If you consider yourself religious, or a person of faith, I'd like to take time in this column to remind you that all our religious traditions have an immense propensity to harm rather than help. We tend to dwell on the positive goods of our religious traditions, and this often blinds us to the shadow side of religion. It is human nature to use religion to cover over and justify all kinds of ugly behavior--judgmentalism, hate, disgust, dislike, exclusion, distaste. Often religion is used as a way to simply turn up the volume on whatever we personally believe, regardless of its faithfulness to the actual core of our tradition.
I know this mostly because I have friends who have been hurt, horribly hurt, by their churches or faith communities. They have been kicked out of churches, snubbed by fellow students at private Christian schools, disowned by family based on differences of religious conviction or sexual orientation. When they tell their story, I regularly learn how deeply it hurts for communities, who supposedly subscribe to a doctrine of grace and a commitment to love God and neighbor, suddenly turn on them and exhibit all the opposite patterns, glossed over with justifications from religion or scripture.
Hate with a bible bullet behind it is still hate, and it hurts all the more. And those who have been hurt in this way find it very, very difficult to trust other religious communities in the future. The betrayal they have experienced is so deep. It's the kind of thing Jesus likely had in mind when he said, with only a hint of hyperbole, "If any of you put a stumbling block before one of these little ones who believe in me, it would be better for you if a great millstone were hung around your neck and you were thrown into the sea" (Mark 9:42).
I've wrestled over the years with what to do about this, how to help. I can't really apologize for the actions of others. I don't always know the other side of the story. I can't play judge, even in those instances where I'd quite like to judge.
What I do know I can do, something I've learned from my own faith tradition, is that I can confess. I can begin the process of healing by naming my own complicity, admitting to my own wrongdoing. So, here we go. I'm going to apologize. To all those who have been hurt by a church, or a religious person, or a religious community, I say, "I'm sorry, and I'd like to be there for you. I acknowledge my own complicity in the wrongdoing of my community. I'm sorry for the ways I have used my religiosity as a cover for my inhumanity. I'd like to formally apologize, inasmuch as a clergy person can apologize in a public column, not for the wrongs of anyone else, but for the various ways my religious commitments have contributed to inhumane treatment of others. Please forgive me."

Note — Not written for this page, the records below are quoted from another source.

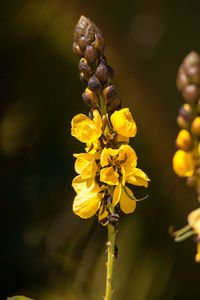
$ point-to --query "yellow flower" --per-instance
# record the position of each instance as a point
(119, 165)
(85, 165)
(127, 205)
(184, 140)
(123, 123)
(88, 198)
(85, 129)
(194, 220)
(183, 163)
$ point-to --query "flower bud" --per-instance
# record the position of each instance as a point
(191, 93)
(182, 122)
(82, 42)
(90, 97)
(184, 140)
(99, 43)
(109, 93)
(83, 66)
(90, 33)
(84, 78)
(186, 112)
(94, 84)
(182, 80)
(191, 181)
(194, 75)
(76, 49)
(195, 127)
(90, 54)
(102, 72)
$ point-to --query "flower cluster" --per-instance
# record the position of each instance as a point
(186, 158)
(186, 161)
(108, 162)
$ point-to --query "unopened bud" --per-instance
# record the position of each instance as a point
(182, 122)
(191, 181)
(194, 75)
(90, 54)
(191, 93)
(109, 93)
(90, 97)
(182, 81)
(195, 127)
(102, 72)
(83, 66)
(94, 84)
(99, 43)
(77, 50)
(186, 112)
(90, 33)
(82, 42)
(184, 140)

I think being truly human means beginning from this posture of confession. True community happens when we find ways to be reconciled, and we can't be reconciled if we don't acknowledge what divides us. I'm not at all interested in being religious if it doesn't unite me with others, heal our relationships, and make us better people, better individually and together. I want to practice religion in a way that makes me more human, and more humane. I'm really not interested in any kind of faith that elevates me over others, or separates me from them. I'm especially interested in a faith that draws me more and more deeply into the common humanity I share with all people, and the common createdness I share with the world.
Jesus didn't simply "become" human. From a biblical and creedal perspective, he was the first fully human one. As such, you could say Jesus never was that religious. He was faithful, incredibly faithful, to his Father and to all those he named brother and sister. If it weren't for his example, I doubt I'd be religious at all. But Jesus in his full humanity makes a rather compelling case.